Dan Rockhill

Dan Rockhill

While working on his MArch degree at UB, Dan Rockhill was always interested in building but felt somewhat out of place in the climate of architectural education. “[The late] professor Mike Brill encouraged me to write my thesis on design/build, something I have an interest in, have built my own practice around, and which propels the efforts of Studio 804.”

Rockhill, professor of architecture at the University of Kansas, founded Studio 804, an intense five-month program in which the school’s third-year graduate students design and build an affordable home in Lawrence or nearby Kansas City. All building components are fabricated by students under Rockhill’s direction.

In 2003, he and his students won a prestigious Home of the Year award from Architecture magazine for their “Modular 1” prefab home.
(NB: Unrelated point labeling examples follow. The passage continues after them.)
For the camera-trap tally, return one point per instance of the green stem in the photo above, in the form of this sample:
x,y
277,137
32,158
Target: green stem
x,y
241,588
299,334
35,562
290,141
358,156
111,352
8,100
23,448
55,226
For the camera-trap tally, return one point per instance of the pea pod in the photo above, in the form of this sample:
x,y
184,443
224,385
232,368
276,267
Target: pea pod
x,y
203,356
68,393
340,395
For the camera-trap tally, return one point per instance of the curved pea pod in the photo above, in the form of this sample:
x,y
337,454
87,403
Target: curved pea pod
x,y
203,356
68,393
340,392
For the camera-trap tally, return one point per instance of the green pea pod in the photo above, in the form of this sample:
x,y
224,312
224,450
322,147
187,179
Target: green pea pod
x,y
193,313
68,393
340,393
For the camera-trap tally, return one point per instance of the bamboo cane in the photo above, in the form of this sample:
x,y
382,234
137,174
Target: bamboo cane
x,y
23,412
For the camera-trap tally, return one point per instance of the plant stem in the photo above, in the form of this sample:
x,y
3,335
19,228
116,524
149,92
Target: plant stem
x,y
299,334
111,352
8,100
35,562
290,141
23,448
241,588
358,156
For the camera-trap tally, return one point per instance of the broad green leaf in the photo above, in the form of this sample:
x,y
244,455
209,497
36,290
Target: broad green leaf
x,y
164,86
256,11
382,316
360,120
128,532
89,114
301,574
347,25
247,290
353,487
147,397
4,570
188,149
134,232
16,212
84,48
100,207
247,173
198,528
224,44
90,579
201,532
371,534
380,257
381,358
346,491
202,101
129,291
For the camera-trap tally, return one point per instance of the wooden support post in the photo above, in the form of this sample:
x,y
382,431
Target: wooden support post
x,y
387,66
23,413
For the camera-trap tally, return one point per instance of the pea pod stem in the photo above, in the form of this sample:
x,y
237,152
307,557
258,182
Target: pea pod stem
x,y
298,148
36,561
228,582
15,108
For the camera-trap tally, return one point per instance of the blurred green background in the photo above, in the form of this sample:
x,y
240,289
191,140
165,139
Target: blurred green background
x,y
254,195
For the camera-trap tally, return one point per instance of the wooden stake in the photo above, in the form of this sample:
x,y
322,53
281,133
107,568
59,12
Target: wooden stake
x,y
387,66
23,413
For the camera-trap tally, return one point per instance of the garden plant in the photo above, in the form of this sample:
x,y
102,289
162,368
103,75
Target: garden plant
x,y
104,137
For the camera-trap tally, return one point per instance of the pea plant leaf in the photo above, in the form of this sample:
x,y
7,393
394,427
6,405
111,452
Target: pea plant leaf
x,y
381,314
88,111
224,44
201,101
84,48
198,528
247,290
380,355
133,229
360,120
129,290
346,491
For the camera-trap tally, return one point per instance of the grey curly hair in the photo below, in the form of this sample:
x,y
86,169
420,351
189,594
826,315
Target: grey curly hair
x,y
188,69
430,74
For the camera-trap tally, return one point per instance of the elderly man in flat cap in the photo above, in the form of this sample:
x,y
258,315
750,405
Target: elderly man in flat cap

Winning the Architecture magazine competition was an unprecedented honor because a student project had never before won a professional competition.
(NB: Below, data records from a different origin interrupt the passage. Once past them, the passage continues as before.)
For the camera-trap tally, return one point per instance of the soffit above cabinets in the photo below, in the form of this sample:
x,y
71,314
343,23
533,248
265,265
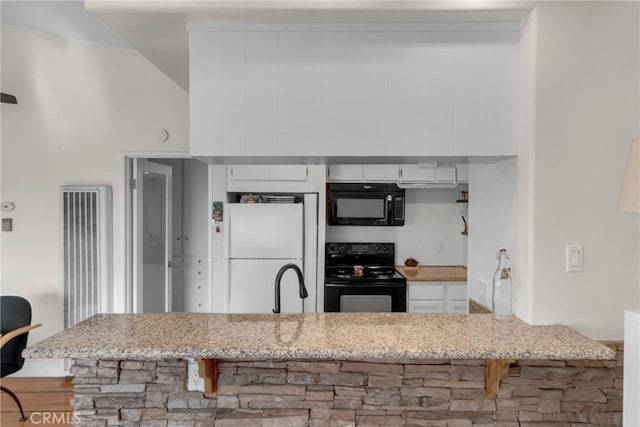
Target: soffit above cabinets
x,y
374,91
157,29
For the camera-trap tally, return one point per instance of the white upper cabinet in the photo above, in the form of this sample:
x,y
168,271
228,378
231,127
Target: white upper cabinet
x,y
428,174
362,173
373,90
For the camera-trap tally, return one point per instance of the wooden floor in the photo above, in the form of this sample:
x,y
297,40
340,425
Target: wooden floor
x,y
45,402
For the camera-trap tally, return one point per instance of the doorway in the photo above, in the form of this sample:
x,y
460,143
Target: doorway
x,y
167,232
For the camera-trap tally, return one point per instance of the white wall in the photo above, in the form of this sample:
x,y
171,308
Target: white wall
x,y
80,105
586,111
432,216
492,215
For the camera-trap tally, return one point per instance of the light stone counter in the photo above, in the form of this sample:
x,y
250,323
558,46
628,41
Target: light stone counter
x,y
344,336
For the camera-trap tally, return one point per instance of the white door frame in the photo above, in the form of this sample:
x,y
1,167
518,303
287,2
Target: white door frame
x,y
127,212
140,282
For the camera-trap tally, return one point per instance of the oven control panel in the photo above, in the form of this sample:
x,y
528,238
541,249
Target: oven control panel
x,y
359,248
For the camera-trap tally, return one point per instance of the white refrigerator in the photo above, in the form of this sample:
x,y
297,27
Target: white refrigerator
x,y
261,238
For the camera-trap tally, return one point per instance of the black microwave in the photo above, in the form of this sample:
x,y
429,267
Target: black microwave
x,y
367,204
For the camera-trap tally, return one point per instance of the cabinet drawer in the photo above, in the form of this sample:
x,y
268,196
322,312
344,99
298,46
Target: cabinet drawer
x,y
426,307
418,291
457,307
457,291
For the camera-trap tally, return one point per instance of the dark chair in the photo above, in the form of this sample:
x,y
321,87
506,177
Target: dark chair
x,y
15,324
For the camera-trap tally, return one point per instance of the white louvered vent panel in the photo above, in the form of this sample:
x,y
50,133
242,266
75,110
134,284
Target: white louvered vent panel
x,y
86,229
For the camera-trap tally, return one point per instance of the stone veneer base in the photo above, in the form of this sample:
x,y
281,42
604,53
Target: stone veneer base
x,y
348,393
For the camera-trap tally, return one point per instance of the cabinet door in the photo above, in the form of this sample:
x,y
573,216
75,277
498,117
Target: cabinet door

Although the prefab concept for “Modular 1” received enormous attention, the teacher in Rockhill prefers to discuss how it was done.

“This is what differentiates our efforts from the vast majority of other programs,” Rockhill says. “What’s unique is the fact that we [first, Rockhill and Associates, his private practice, and then Studio 804] have been doing this for a long time and have become a poster child for bringing some building experience into architectural education.”

A just published book by Tuns Press, Designing & Building: Rockhill and Associates, which highlights his work, is edited by Brian Carter, dean of UB’s School of Architecture and Planning. Carter reemphasizes Rockhill’s philosophy: “By building these projects as well as designing them he has not only been able to stretch budgets and achieve high standards of workmanship but expand the design process to encourage experimentation, take in searches for new materials and consider the ingenious recycling of others.”

Although Rockhill humbly refers to Rockhill and Associates as a tiny firm working in a conservative state, his work receives national and worldwide recognition. A visionary architect whose range of projects includes both ends of the design spectrum, he not only stretches the limits of his imagination in contemporary residential concepts, but also has won a dozen awards for historic preservation work.

The future holds even more challenges, including the possibility of creating a prefab manufacturing facility. Also in the works: informal consultation on post-hurricane reconstruction with Tulane University’s architecture faculty.